O antigo Presidente da República, Joaquim Chissano, afirmou esta terça-feira que a criação de empregos e o fortalecimento da economia nacional constituem a solução mais sustentável para reduzir a vulnerabilidade dos moçambicanos que enfrentam ataques xenófobos na África do Sul.
As declarações foram feitas à margem de uma palestra sobre "O Papel da Universidade Eduardo Mondlane na Construção do Estado Moçambicano", onde Chissano destacou que o combate à xenofobia exige uma abordagem que vá além das respostas imediatas, apostando no desenvolvimento económico e na criação de oportunidades para a juventude.

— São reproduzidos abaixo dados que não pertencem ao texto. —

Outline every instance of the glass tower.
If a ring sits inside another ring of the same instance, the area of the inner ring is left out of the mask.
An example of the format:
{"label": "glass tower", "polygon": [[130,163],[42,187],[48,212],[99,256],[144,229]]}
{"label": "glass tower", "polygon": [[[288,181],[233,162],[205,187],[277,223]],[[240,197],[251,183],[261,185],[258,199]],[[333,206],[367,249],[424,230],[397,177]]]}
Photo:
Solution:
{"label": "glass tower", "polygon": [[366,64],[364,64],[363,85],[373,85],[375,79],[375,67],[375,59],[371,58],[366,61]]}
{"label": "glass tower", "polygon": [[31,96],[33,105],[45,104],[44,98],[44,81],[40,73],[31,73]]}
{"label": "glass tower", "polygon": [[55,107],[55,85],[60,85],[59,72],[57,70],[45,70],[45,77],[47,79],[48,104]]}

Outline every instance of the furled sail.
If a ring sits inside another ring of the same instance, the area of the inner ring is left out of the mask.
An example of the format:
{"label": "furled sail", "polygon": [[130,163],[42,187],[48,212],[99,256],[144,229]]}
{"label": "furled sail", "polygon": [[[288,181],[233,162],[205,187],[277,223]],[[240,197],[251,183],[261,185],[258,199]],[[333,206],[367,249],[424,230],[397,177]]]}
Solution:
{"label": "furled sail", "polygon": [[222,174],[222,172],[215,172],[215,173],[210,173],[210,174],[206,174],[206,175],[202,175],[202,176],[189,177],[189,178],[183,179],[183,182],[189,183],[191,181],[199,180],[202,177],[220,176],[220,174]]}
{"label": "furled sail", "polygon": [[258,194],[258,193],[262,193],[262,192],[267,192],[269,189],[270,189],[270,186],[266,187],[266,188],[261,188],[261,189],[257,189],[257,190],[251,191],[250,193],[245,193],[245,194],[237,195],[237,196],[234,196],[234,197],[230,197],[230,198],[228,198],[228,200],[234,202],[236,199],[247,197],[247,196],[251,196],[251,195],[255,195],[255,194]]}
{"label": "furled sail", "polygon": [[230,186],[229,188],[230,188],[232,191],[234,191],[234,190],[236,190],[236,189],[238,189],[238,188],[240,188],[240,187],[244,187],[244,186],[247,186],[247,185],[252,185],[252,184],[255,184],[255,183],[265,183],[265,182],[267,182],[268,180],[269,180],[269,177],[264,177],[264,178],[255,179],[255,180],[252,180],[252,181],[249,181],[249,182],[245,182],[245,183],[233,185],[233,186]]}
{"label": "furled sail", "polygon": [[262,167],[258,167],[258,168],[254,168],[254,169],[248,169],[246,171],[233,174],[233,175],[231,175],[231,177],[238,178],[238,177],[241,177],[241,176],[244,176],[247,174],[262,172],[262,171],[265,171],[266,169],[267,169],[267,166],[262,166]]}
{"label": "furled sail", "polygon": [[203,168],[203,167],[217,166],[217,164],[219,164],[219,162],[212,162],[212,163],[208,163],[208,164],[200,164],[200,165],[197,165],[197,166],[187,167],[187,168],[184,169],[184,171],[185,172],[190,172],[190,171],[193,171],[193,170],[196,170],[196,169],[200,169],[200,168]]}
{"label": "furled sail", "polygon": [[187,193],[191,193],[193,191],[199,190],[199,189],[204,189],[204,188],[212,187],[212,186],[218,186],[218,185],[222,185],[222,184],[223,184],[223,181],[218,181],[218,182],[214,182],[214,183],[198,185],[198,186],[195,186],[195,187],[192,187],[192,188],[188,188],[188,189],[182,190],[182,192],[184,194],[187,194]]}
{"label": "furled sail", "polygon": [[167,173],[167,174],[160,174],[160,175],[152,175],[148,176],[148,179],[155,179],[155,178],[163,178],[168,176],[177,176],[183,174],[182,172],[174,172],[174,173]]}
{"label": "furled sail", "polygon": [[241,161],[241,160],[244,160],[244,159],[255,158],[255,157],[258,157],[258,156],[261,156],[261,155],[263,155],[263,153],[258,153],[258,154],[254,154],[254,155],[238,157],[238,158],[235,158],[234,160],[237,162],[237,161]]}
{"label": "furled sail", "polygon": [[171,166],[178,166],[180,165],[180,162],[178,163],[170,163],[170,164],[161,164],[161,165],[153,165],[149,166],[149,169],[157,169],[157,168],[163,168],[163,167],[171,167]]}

Segundo o antigo Chefe de Estado, o reforço da independência económica permitirá que mais jovens encontrem emprego e contribuam para o crescimento do país, reduzindo a necessidade de emigrar em busca de melhores condições de vida.
Chissano sublinhou que a migração continuará a ser uma realidade enquanto persistirem dificuldades económicas, defendendo, por isso, políticas públicas capazes de estimular o investimento, gerar postos de trabalho e promover um desenvolvimento inclusivo em Moçambique.
Além da componente económica, apelou ao reforço do diálogo permanente entre os governos de Moçambique e da África do Sul para encontrar soluções duradouras que garantam a segurança e a dignidade dos cidadãos moçambicanos residentes no país vizinho.
O antigo Presidente considerou igualmente prioritária a regularização da situação migratória dos moçambicanos que vivem na África do Sul, argumentando que a documentação adequada pode reduzir situações de vulnerabilidade e facilitar o acesso à proteção legal.
Os pronunciamentos de Joaquim Chissano surgem numa altura em que persistem preocupações com episódios de violência e ataques xenófobos contra cidadãos estrangeiros na África do Sul, incluindo moçambicanos.
As autoridades dos dois países têm mantido contactos diplomáticos sobre a matéria, enquanto organizações da sociedade civil continuam a defender medidas que reforcem a proteção dos migrantes e combatam a discriminação.